Service-generated big data and big data-as-a-service as presented by Zheng et al. (2013)

A framework for service-oriented decision support systems (DSS) has been investigated by Demirkan and Delen (2013). By focusing on the product-oriented environment and exploring engineering-related issues, a conceptual architecture of service-oriented DSS is shown in Fig. 2, which includes three service models, i.e., data-as-a-service, information-as-a-service, and analytics-as-a-service. In such a service-oriented DSS solution, the operational systems, data warehouses, online analytics processing, and end-user components can be provided to users as services either separately or in the bundled manner.
Fig. 2

A conceptual architecture of service-oriented decision support systems presented by Demirkan and Delen (2013)

As mentioned previously, a systematic approach named AidOps for capacity provisioning of services in cloud is proposed by Lugones et al. (2017). Instead of on-demand elasticity, AidOps enables service providers to specify a desirable number of reconfigurations (i.e., scaling in/out) as an input, and it then calculates the capacity configurations required to serve the user demand optimally. Figure 3 illustrates the architecture design of AidOps, including system components and interfaces to the cloud and service layers. This system is consisted of a backend and frontend. The former supports data analytics and service provisioning algorithms, while the latter offers configuration functionality to operators. Specially, in the backend, the historical traffic data from operator database is preprocessed to the proper time series format and then fed to the clustering and classification modules for extracting workload patterns. With the pattern database, AidOps predicts daily patterns using a pattern selection module. Finally the predicted time-varying patterns are used to optimize the configuration solution that is demanded by service orchestrator.
Fig. 3

AidOps architecture proposed by Lugones et al. (2017)

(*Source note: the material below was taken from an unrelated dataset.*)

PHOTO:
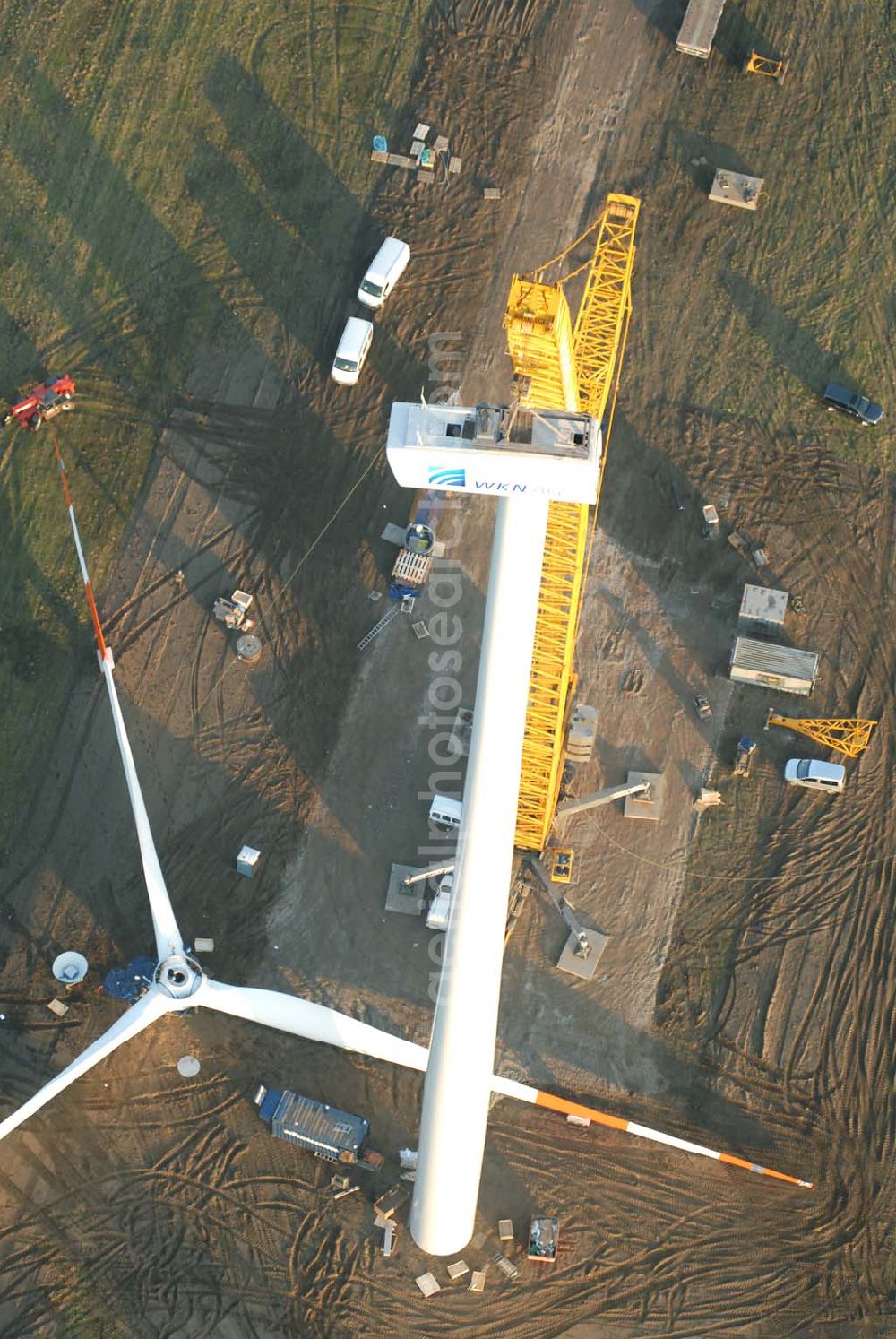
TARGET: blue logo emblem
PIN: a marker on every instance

Facing the convergence of IoT and cloud, it is significant to facilitate the service provisioning and management in large-scale applications, particularly under the scenario of smart cities. To model and expose cloud-based IoT services in an efficient manner, Taherkordi et al. (2018) proposed CARIoT as shown in Fig. 4, which is a software framework for real-time provisioning of cloud-based IoT services. The main idea behind CARIoT is to structure the description of data-driven IoT services and the service-generated data, both real-time and historical, in a hierarchical perspective corresponding to the context model of end-user application. With CARIoT, the end-user applications thus can access IoT services and their data in an efficient way.
Fig. 4

An overview of the IoT service model in cloud platforms, as presented by Taherkordi et al. (2018)

Important Issues

The important issues under the data-driven service provisioning can be summarized as but not limited to the following topics.
  • Efficient models and solutions for querying and processing big data.

  • Big data-based service modeling, delivery, deployment, and evolution.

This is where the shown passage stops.